Sunday, December 26, 2004

1300 US Deaths Would be a Fairly Bad Month in Vietnam.--

Ann Althouse reports on a man who walked around the Madison Capitol for six hours on Christmas Eve with a sign saying 1300, the approximate number of US deaths so far in the Iraqi War, which is not yet 2 years old. It is important to remember the lives lost, the families ruined, and the families saved. It is also important to place these losses in the context of other wars.

Just to put things in perspective, this would be a fairly bad month in Vietnam, but not unusual.

Consider this stretch of US deaths in Vietnam in 1968:

Jan-1320

Feb-2293

Mar-1721

Apr-1543

May-2316

Jun-1310

Or this stretch in 1969:

Jan-955

Feb-1263

Mar-1493

Apr-1021

May-1411

Jun-1254

UPDATE: I am finding the response to my informational post on casualties interesting. My co-blogger Orin Kerr appears to take it in a political direction, as noted by Matt Bruce here.

I think that the Vietnam v. Iraq casualty number comparison is a bit like a Rorschach test ("The [Rorschah] test is considered `projective' because the patient is supposed to project his or her real personality into the inkblot via the interpretation.')--what people see in the comparison reflects more about them than it does about the facts or my post.

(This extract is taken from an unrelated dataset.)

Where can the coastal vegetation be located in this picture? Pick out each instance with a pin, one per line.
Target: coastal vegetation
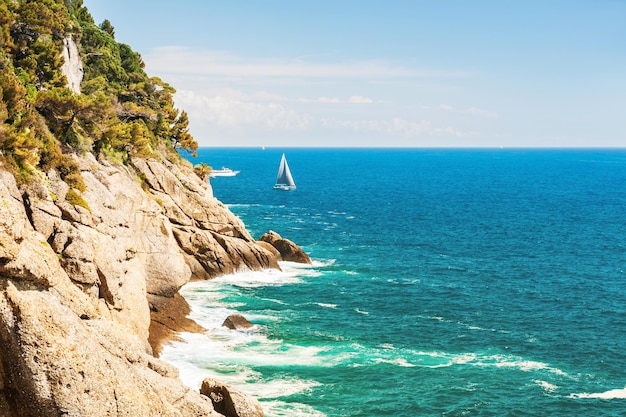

I was posting information because I think that one fact can be understood better in the context of another fact. I was not trying to "comfort" anyone. I am certainly not shy about expressing an opinion in my posts, whether it is a relatively definitive one (such as my recent criticism of John Lott), or a conflicted one (such as my recent highly contingent defense of AP). I was not making an argument in my post; I thought that people might be surprised and interested by the comparison (as many of my colleagues are, whether they support or oppose the Iraq War). If I were trying to defend the Iraq War in my post, I would have chosen World War II or the Civil War, not Vietnam. I was not.

Indeed, my view is that looking at numbers doesn't answer the basic question whether a war is worth the cost, and that the cost in lives for a war is not necessarily positively related to its benefits. I certainly didn't suggest this argument or any other in my post, but some people might have suspected this from the choice of Iraq and Vietnam for comparison.

Any substantial number of US lives lost in Vietnam was (I believe) unwarranted because the war was a failure and its goals questionable. If the Iraq War ultimately fails completely in the long run, then any US lives lost fighting it will have been wasted at least from an ex post perspective. And the huge US losses in World War II were justified by the justice of that war's goals and accomplishments.

MSM Finds Blogs: Many bloggers embrace the view that the mainstream media tends to ignore the blogosphere. "We're a threat to them," the argument runs, "so those old media elites are trying to pretend we're not here." Maybe that was true a year ago. If I'm not mistaken, however, in the last few months there has been a consderable shift: now the MSM seems far more focused on blogs than before, perhaps more than their influence actually warrants. The latest installments: the New York Times writing about blogger Jeremy Blachman, and The Weekly Standard writing about the blog Left2Right.